Donyell Malen

Ultime ore di mercato, ma a Trigoria i botti sono già esplosi. La Roma ha chiuso una sessione invernale da protagonista, trasformando radicalmente il volto del reparto offensivo e consegnando a Gian Piero Gasperini una batteria di soluzioni mai vista prima nella storia recente giallorossa.

Nella notte è sbarcato a Fiumicino Bryan Zaragoza, l’esterno mancino di piede destro che il tecnico chiedeva insistentemente già dall’estate. L’operazione, definita con il Bayern Monaco, è impostata sul prestito con diritto di riscatto destinato a trasformarsi in obbligo al verificarsi di determinate condizioni, tra presenze e qualificazione in Champions League. Un colpo che mette il punto esclamativo su un gennaio costruito su misura per dare imprevedibilità, strappi e qualità all’attacco.

La linea societaria è stata chiara fin dall’inizio: rinforzare esclusivamente il reparto avanzato. La difesa, tra le meno battute d’Europa, non richiedeva interventi urgenti, mentre davanti la squadra aveva faticato nella prima parte di stagione. Da qui la scelta di concentrare investimenti e energie solo sugli uomini offensivi.

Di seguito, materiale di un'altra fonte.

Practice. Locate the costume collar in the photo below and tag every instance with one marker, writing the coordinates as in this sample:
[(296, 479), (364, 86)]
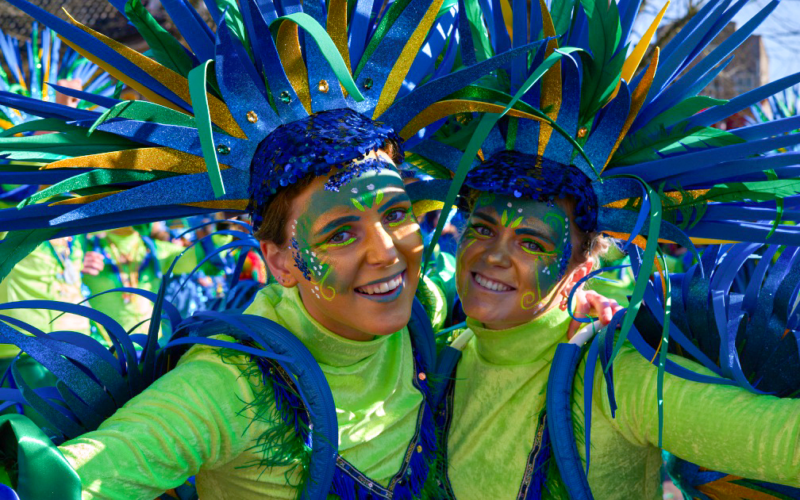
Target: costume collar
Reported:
[(522, 344), (285, 306)]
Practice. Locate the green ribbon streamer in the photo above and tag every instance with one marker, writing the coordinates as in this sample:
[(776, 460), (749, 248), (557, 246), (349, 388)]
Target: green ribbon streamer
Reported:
[(67, 143), (146, 112), (475, 92), (93, 179), (47, 124), (198, 78), (43, 472), (326, 45), (662, 355), (647, 266), (488, 121)]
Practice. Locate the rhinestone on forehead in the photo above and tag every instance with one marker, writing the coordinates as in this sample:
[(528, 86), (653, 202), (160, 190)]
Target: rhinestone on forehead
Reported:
[(313, 145), (520, 175)]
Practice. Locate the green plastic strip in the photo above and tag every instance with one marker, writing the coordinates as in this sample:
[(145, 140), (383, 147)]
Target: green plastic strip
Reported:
[(488, 121), (67, 143), (94, 179), (165, 48), (662, 355), (146, 112), (45, 124), (42, 471), (474, 92), (326, 45), (198, 77)]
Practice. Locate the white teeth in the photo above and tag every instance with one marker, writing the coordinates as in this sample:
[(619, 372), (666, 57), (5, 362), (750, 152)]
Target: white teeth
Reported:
[(385, 287), (491, 285)]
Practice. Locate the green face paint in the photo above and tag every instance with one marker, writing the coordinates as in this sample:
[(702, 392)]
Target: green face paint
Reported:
[(511, 256), (312, 245)]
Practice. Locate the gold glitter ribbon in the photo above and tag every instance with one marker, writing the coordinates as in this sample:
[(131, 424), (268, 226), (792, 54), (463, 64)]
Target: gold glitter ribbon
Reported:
[(142, 159), (443, 109), (288, 42), (637, 101), (632, 62), (400, 69), (176, 83)]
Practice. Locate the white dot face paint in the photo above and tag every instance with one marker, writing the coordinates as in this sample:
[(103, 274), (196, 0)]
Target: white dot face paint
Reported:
[(510, 259), (357, 249)]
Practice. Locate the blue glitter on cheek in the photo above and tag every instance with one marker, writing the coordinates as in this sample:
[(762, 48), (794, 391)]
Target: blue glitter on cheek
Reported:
[(565, 257), (298, 260)]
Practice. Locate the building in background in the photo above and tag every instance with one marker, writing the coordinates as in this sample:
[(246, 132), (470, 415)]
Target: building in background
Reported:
[(748, 70)]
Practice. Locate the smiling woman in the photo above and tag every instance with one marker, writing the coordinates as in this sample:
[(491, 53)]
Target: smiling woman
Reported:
[(351, 243)]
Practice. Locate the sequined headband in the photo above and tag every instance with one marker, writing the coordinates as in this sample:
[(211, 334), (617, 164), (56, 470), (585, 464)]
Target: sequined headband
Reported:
[(312, 145), (521, 175)]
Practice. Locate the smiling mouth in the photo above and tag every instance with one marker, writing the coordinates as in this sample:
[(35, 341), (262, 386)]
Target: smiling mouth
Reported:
[(383, 291), (490, 285)]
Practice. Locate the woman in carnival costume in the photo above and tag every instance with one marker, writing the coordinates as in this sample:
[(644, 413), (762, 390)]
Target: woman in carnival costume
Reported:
[(551, 184), (339, 405)]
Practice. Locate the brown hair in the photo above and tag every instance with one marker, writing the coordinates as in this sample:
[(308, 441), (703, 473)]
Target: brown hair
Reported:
[(276, 211)]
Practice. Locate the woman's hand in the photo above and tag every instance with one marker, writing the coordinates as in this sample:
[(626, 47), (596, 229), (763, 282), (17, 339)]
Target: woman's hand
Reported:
[(591, 303)]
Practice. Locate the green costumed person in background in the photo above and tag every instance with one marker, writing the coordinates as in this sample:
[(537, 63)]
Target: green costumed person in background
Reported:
[(128, 259), (603, 152), (322, 387), (37, 69)]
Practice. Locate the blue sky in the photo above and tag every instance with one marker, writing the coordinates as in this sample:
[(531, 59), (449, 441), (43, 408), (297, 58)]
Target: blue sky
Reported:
[(783, 49)]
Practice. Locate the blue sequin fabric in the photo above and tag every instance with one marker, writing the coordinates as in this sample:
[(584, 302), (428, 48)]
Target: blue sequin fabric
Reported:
[(312, 145), (354, 171), (517, 174)]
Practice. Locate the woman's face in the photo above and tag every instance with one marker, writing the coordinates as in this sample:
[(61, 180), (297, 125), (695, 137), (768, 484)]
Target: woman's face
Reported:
[(355, 253), (512, 257)]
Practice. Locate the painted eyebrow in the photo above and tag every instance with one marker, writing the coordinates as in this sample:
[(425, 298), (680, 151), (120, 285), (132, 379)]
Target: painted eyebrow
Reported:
[(338, 222), (487, 218), (394, 199), (534, 233)]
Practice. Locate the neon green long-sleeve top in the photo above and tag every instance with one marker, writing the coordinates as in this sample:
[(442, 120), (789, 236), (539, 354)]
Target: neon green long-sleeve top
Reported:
[(198, 419), (500, 391)]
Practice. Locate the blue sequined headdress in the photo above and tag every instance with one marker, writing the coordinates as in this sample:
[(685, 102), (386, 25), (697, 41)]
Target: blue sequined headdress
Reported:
[(189, 147)]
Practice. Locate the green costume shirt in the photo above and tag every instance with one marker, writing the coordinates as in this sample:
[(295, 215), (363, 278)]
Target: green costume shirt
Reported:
[(198, 420), (133, 310), (500, 393), (42, 275)]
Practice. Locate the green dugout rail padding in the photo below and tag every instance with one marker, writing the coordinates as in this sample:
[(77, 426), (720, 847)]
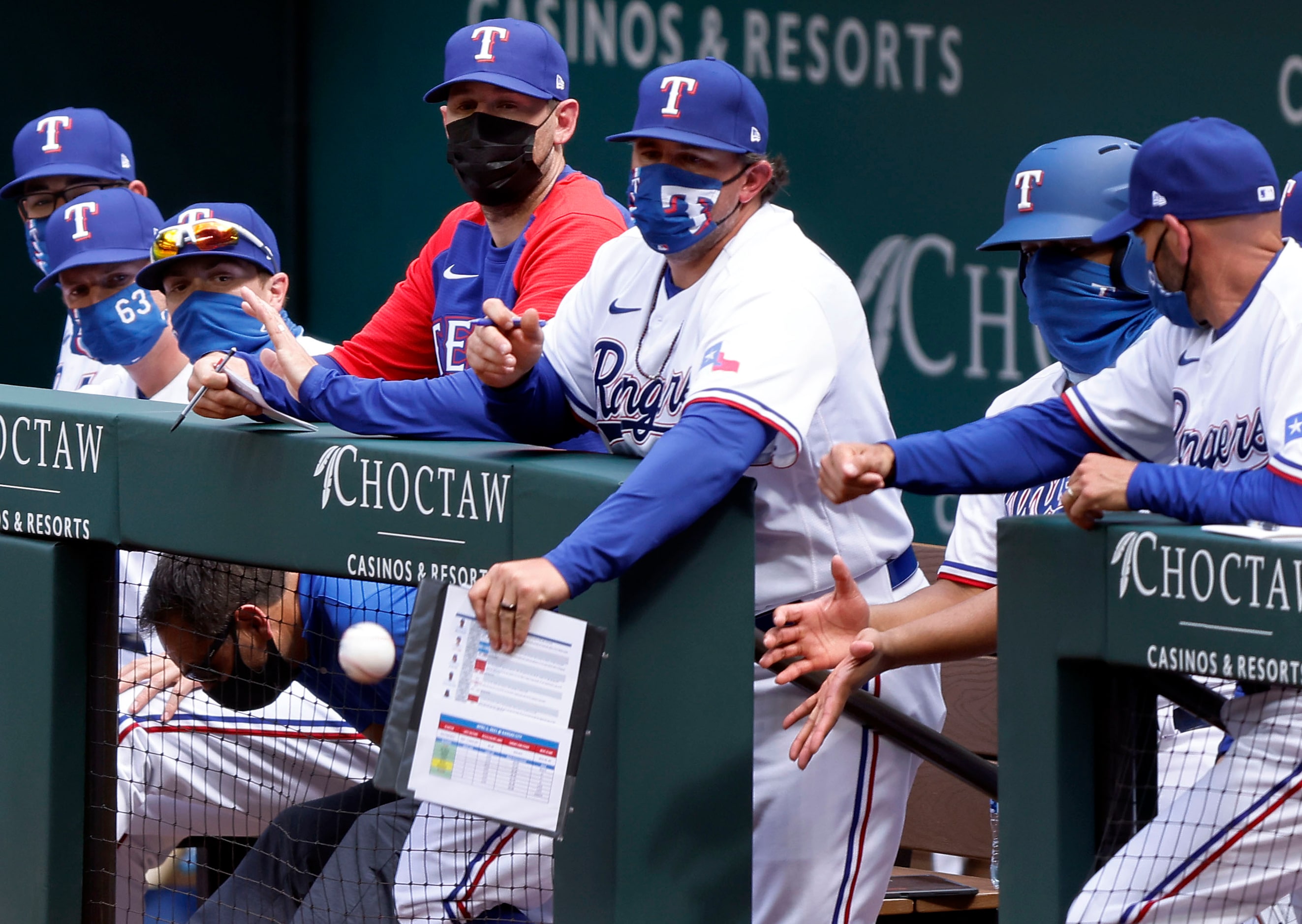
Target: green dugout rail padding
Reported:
[(660, 828), (1142, 591)]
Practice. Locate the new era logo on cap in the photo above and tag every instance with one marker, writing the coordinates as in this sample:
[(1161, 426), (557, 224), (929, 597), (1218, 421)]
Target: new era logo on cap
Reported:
[(71, 142), (1206, 168)]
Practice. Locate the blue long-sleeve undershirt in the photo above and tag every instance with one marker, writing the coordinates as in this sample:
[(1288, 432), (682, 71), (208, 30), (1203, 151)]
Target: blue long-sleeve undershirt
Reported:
[(274, 390), (688, 471), (1209, 496), (1021, 448), (448, 408)]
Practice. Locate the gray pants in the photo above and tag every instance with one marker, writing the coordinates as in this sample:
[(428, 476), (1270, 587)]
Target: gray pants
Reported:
[(356, 885)]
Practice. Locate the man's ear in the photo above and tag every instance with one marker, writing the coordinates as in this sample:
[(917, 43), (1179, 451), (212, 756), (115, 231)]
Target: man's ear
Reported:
[(567, 122), (753, 184), (277, 291), (1178, 239), (254, 620)]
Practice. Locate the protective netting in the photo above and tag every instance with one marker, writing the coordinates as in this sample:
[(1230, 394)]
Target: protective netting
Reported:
[(1194, 823), (249, 797)]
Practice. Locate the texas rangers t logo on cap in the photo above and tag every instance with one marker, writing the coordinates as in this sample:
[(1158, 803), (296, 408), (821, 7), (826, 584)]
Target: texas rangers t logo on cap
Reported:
[(1024, 181), (676, 86), (77, 214), (487, 35), (51, 125)]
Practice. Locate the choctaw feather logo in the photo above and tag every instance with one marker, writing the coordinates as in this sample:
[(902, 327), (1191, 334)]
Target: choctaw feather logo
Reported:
[(329, 465), (1127, 552)]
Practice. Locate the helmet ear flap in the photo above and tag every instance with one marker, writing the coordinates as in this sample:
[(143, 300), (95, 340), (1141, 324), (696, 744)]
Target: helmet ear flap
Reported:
[(1129, 267)]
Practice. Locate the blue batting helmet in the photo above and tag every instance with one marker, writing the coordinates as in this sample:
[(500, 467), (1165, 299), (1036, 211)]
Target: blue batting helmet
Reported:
[(1064, 190)]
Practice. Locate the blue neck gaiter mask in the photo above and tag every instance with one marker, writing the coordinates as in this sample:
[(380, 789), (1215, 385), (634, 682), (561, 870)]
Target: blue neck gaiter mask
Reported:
[(120, 330), (1085, 321), (211, 322), (674, 207), (34, 232)]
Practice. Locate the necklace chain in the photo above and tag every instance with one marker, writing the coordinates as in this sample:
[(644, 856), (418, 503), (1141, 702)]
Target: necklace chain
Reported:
[(646, 326)]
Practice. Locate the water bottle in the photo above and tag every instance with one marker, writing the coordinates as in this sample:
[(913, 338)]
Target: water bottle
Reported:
[(994, 844)]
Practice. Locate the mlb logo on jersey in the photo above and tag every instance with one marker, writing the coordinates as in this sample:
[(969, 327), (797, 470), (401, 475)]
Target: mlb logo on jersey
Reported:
[(716, 361)]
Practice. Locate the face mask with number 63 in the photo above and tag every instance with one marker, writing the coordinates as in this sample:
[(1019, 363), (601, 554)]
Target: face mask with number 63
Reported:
[(120, 330)]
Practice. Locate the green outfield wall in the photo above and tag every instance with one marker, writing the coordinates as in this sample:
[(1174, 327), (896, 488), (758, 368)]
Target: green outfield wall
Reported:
[(901, 122)]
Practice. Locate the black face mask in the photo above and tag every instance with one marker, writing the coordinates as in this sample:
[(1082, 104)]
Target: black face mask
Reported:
[(248, 689), (494, 158)]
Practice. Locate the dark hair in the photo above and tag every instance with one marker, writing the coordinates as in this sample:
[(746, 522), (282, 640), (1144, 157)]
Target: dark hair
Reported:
[(777, 183), (205, 594)]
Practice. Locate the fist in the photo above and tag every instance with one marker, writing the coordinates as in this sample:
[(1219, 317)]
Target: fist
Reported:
[(855, 469), (1099, 483)]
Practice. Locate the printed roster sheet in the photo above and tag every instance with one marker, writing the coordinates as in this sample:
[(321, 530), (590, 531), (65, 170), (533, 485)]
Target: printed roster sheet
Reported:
[(494, 737)]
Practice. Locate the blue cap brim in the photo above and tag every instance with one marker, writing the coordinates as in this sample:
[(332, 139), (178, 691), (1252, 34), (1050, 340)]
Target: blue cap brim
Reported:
[(152, 277), (682, 137), (1116, 228), (90, 258), (12, 189), (439, 94), (1042, 227)]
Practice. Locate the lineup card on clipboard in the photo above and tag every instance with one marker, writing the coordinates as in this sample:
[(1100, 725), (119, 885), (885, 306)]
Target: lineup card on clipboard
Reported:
[(491, 735)]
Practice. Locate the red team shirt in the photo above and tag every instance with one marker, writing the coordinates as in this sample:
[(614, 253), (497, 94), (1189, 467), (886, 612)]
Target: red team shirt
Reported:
[(420, 332)]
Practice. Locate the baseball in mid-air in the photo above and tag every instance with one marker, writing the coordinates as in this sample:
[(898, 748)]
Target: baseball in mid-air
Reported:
[(366, 652)]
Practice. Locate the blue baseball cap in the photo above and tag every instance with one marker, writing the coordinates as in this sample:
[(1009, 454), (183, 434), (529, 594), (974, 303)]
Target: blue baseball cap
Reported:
[(244, 249), (509, 54), (706, 102), (1291, 209), (71, 142), (1202, 168), (110, 225), (1065, 190)]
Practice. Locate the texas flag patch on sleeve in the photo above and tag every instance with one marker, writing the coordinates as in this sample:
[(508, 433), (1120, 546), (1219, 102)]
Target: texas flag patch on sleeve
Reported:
[(718, 362), (1293, 427)]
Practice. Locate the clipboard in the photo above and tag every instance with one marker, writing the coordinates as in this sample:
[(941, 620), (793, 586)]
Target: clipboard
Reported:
[(402, 729)]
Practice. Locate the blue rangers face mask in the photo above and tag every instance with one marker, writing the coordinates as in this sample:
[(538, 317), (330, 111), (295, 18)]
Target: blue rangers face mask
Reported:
[(34, 233), (211, 322), (1085, 319), (120, 330), (1141, 277), (674, 209)]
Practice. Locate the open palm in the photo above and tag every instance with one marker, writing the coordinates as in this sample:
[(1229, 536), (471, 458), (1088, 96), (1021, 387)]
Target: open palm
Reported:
[(818, 632)]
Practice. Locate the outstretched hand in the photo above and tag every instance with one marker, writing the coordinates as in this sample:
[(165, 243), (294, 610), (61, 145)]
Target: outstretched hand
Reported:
[(818, 632), (855, 469), (289, 361), (152, 676), (502, 353), (866, 660)]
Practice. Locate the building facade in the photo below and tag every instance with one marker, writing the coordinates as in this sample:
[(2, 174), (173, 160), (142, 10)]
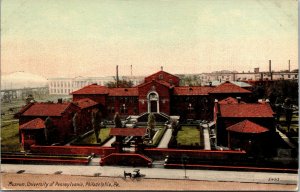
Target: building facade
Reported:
[(161, 93)]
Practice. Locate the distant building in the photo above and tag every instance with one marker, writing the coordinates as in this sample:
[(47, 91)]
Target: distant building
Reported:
[(64, 86)]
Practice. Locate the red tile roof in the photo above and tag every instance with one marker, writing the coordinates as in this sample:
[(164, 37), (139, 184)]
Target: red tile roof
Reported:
[(247, 126), (92, 89), (46, 109), (228, 87), (229, 100), (160, 82), (197, 90), (33, 124), (123, 91), (85, 103), (150, 77), (128, 131), (246, 110)]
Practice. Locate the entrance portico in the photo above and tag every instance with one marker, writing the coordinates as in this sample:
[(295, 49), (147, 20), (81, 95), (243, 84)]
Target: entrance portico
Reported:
[(153, 102)]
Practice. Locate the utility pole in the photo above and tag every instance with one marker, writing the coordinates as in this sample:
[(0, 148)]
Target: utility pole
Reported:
[(117, 76)]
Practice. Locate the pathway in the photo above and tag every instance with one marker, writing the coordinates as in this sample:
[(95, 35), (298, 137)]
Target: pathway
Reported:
[(117, 171), (286, 139)]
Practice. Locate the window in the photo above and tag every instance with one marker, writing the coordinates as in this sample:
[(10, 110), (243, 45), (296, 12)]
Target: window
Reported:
[(160, 76)]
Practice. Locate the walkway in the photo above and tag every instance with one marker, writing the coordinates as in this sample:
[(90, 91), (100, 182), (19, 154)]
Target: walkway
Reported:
[(165, 140), (114, 171), (286, 139), (109, 142)]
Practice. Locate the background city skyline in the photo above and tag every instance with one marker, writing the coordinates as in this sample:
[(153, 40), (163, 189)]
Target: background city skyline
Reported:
[(89, 38)]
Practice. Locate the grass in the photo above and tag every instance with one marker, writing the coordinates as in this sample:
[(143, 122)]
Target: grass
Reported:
[(158, 135), (10, 138), (91, 139), (188, 135)]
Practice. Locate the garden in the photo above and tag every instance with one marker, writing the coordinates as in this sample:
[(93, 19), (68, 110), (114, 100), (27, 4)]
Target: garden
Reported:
[(90, 138), (187, 137)]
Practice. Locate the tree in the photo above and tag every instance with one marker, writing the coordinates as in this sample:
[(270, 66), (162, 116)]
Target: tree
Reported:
[(288, 112), (117, 120), (118, 124), (151, 124), (75, 122), (96, 120)]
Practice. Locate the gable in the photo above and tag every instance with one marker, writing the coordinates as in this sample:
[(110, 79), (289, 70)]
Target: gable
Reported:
[(163, 76), (161, 88)]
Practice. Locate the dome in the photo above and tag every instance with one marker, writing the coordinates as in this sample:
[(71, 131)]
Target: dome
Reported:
[(20, 80)]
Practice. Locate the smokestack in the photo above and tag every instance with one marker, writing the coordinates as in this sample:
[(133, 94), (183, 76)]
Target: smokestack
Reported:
[(117, 76), (270, 69)]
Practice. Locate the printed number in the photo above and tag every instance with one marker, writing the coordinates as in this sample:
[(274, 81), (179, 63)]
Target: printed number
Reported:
[(274, 179)]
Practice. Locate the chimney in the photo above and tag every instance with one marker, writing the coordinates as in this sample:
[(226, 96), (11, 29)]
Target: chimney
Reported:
[(238, 99), (270, 69), (117, 76)]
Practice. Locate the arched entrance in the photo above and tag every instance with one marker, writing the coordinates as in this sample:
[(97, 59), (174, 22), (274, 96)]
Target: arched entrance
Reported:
[(153, 102)]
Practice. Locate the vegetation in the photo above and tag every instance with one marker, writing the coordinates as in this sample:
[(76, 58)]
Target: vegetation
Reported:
[(117, 120), (91, 139), (96, 120), (158, 136), (188, 136), (10, 138), (151, 124)]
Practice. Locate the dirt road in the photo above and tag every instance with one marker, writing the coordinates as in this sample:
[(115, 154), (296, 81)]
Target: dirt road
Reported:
[(68, 182)]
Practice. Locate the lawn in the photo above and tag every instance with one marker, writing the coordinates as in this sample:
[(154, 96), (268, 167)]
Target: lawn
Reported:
[(91, 139), (10, 138), (188, 135), (158, 135)]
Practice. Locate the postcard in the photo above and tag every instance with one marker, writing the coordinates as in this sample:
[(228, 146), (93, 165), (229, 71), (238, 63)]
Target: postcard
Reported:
[(149, 95)]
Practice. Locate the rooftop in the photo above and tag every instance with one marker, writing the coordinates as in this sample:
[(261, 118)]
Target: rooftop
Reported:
[(247, 126), (92, 89), (246, 110), (85, 103), (123, 91), (33, 124), (128, 131), (196, 90), (45, 109), (228, 87)]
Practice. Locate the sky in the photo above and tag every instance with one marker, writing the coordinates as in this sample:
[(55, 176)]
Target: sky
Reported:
[(68, 38)]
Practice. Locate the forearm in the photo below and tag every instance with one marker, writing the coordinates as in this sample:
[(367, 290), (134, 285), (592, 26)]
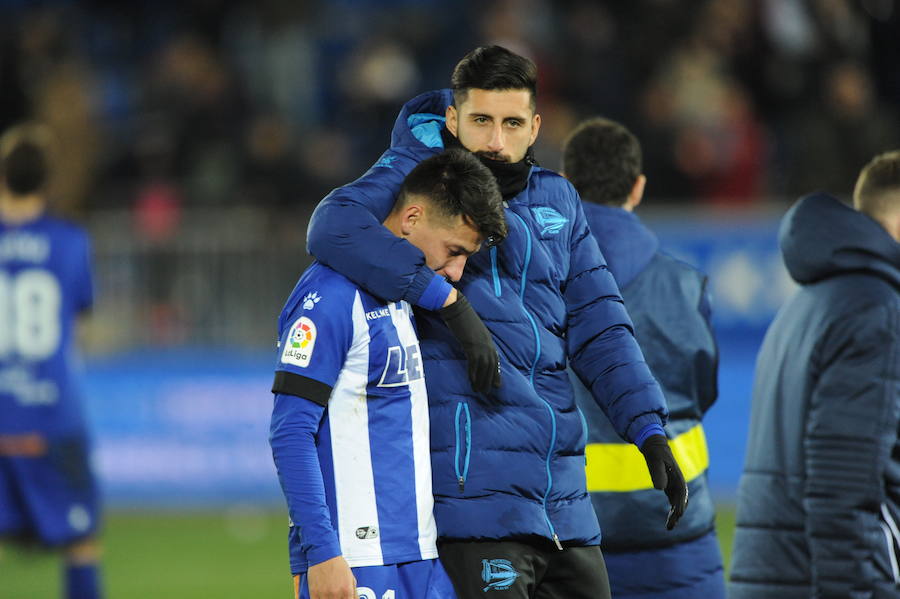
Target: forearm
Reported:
[(842, 496), (613, 368)]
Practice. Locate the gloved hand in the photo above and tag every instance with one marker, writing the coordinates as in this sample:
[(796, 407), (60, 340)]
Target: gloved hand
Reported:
[(476, 341), (666, 475)]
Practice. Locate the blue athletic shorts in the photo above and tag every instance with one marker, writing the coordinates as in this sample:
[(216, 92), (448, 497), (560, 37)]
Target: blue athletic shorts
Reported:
[(424, 579), (50, 496)]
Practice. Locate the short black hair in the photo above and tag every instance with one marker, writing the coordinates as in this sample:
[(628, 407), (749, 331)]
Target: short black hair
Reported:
[(877, 190), (493, 68), (602, 159), (458, 184), (24, 167)]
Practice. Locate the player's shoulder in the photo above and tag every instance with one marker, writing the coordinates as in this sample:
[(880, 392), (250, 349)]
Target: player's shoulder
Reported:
[(323, 290)]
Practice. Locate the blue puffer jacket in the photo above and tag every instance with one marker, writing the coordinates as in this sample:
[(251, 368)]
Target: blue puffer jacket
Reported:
[(819, 500), (511, 464)]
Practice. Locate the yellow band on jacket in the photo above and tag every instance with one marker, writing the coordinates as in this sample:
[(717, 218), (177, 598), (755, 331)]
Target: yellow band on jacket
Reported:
[(620, 467)]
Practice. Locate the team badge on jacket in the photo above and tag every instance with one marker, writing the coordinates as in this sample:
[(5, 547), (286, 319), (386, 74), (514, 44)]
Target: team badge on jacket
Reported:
[(300, 343)]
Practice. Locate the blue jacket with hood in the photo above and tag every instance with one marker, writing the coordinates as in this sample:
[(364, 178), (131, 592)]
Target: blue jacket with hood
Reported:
[(819, 499), (509, 464)]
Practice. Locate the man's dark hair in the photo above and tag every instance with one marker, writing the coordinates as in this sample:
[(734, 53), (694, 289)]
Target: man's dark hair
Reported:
[(493, 68), (602, 159), (877, 190), (457, 184), (23, 162)]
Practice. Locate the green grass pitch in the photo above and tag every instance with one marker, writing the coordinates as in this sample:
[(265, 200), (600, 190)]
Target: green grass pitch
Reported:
[(239, 554)]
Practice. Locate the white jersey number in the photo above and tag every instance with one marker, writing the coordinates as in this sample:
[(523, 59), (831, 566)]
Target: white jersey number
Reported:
[(29, 314)]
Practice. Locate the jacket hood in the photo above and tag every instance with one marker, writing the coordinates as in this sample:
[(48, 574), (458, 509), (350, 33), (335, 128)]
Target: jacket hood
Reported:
[(821, 237), (626, 243), (421, 119)]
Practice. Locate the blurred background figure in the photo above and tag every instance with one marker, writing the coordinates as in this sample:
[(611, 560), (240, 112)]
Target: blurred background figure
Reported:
[(602, 159), (196, 137), (48, 492), (817, 507)]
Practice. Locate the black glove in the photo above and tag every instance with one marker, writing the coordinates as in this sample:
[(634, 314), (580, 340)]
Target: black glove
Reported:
[(666, 475), (476, 341)]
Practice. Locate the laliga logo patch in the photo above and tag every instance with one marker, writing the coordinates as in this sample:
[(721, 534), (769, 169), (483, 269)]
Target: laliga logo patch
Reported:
[(300, 343)]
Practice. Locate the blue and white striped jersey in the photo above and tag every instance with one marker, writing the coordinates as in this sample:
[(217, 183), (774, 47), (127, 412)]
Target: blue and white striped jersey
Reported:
[(359, 356)]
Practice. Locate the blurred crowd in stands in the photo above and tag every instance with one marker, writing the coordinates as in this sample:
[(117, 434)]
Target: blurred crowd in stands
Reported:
[(163, 105)]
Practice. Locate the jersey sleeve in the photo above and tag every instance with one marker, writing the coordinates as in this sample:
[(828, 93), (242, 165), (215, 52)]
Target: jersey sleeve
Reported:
[(313, 344)]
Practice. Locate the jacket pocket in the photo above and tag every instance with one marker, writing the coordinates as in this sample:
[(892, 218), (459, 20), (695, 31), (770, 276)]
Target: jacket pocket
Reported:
[(463, 441)]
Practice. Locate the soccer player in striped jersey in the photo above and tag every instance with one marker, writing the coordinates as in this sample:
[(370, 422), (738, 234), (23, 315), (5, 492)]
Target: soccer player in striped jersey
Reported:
[(47, 490), (350, 426)]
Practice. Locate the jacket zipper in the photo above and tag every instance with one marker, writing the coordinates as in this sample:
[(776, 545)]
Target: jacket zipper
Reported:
[(537, 355), (461, 475)]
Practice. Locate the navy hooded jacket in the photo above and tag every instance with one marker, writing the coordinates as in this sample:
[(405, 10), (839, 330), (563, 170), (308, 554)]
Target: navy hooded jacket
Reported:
[(509, 464), (819, 499)]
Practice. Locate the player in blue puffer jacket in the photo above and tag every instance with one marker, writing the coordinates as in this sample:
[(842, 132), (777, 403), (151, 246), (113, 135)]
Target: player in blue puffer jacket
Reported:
[(508, 464)]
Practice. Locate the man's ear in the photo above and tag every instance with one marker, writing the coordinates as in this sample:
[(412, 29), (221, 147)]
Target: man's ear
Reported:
[(452, 120)]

Il primo tassello è stato Robinio Vaz, arrivato a titolo definitivo dall’Olympique Marsiglia, seguito pochi giorni dopo da Donyell Malen, prelevato in prestito con diritto di riscatto dall’Aston Villa e subito protagonista con un esordio convincente contro il Torino, condito da gol e grande intesa con Paulo Dybala. Poi è toccato a Venturino, arrivato dal Genoa, mentre ora l’ufficialità di Zaragoza completerà il poker.

In uscita, invece, si registra l’interruzione del prestito di Leon Bailey e la partenza di Baldanzi verso Genova. Il saldo resta comunque ampiamente positivo: quattro volti nuovi per l’attacco e una profondità di rosa che cambia completamente le prospettive tattiche.

Oggi Gasperini può contare su dieci elementi offensivi: quattro centravanti come Malen, Vaz, Evan Ferguson e Artem Dovbyk; sugli esterni Dybala e Matías Soulé a destra, Lorenzo Pellegrini, Venturino e Zaragoza a sinistra, con Stephan El Shaarawy come jolly. Una varietà di caratteristiche che permette rotazioni, cambi di modulo e soluzioni differenti a gara in corso.

Non solo numeri tecnici, ma anche economici. L’investimento complessivo dell’operazione potrebbe toccare cifre vicine ai 75 milioni tra riscatti e prestiti onerosi, un dato che rappresenterebbe il record assoluto per un mercato invernale nella storia del club. Un segnale forte: la Roma vuole alzare l’asticella subito.

Dopo anni di “meteore” arrivate a gennaio e sparite in fretta, questa volta la strategia è diversa. Meno scommesse, più profili funzionali. L’obiettivo è chiaro: dare a Gasperini armi vere per inseguire l’Europa che conta. E con l’arrivo di Zaragoza, la rivoluzione offensiva può dirsi completa.